Los acosos se han producido desde el primer día, tirándole bolas de papel en clase e insultándola. Y alcanzaron una dimensión superior el 24 de Septiembre en un recreo al ser  amenazada e insultada la hermana pequeña y recibir una paliza con golpes en cabeza y espalda la hermana mayor cuando quiso intervenir para que la dejara.

Dice la madre que el Jefe de Estudios  y el tutor la atendieron y propusieron acompañarla a su casa para evitar que la atacaran por la calle, pero al final se fueron solas las hermanas, y la otra aprovechó para ir a su lado insultándolas a gritos.

La madre de las niñas habló con la otra madre, que no quiso colaborar (al parecer se trata de una familia problemática).

Al día siguiente acudió la madre al instituto y dice que el Subjefe de estudios no se quiso implicar, dando largas. La madre había ido a exigir una solución pero todo fueron evasivas.

Como solución le propusieron que ella misma acudiese al recreo y vigilase a sus hijas. Ese mismo día en el recreo otros dos alumnos de su clase por encargo de la agresora se acercaron a la mayor con acosos y amenazas.

El Jefe de Estudios manifestó que no podía hacer nada apuntando que se trataba de una alumna muy agresiva pero muy inteligente. La mayor de las hermanas fue abucheada por todos sus compañeros en la CLASE DE ÉTICA, ante la profesora, quien emitió un parte a la Dirección. A consecuencia de ello fue convocada la Comisión de Convivencia, pero al día siguiente la menor abucheada no quiso volver al instituto. Los acosos continuaron y aún aumentaron con su hermana.

Entonces, el Equipo Directivo aconsejó a la madre como solución que sus hijas no mirasen a la agresora, que no le hicieran ni caso. Ella pidió un cambio de clase, que no estuviesen juntas. La Dirección no accedió a dicha petición porque había problemas de ratio.
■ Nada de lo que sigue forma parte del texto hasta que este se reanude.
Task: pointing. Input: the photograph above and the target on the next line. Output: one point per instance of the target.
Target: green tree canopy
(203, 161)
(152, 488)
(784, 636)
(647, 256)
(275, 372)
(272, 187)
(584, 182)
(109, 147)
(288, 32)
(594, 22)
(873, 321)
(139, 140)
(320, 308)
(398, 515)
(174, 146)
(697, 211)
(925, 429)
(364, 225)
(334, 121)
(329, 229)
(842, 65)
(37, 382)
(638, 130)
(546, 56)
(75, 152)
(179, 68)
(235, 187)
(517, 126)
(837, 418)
La Dirección aconsejó a continuación que la madre fuera a recogerlas a la salida permitiendo que las dos niñas saliesen quince minutos antes, para que así no coincidiesen con la agresora.

Todo este amasijo de ideas o soluciones de orden colateral solamente sirvieron para que la agresora la tomase también con la madre insultándola a gritos cuando la veía por la calle. Todavía afectada, la madre recuerda la retahíla de insultos que tuvo una vez que soportar, del tipo:

“Qué haces tóo el día en el instituto, peazo de... Que te voy a rajar. Que te voy a dar una patada en el... Que eres una vieja con 40 años en cada pata. Que te mato. Y la gorda esta que no vale para nada (en referencia a la hija)”.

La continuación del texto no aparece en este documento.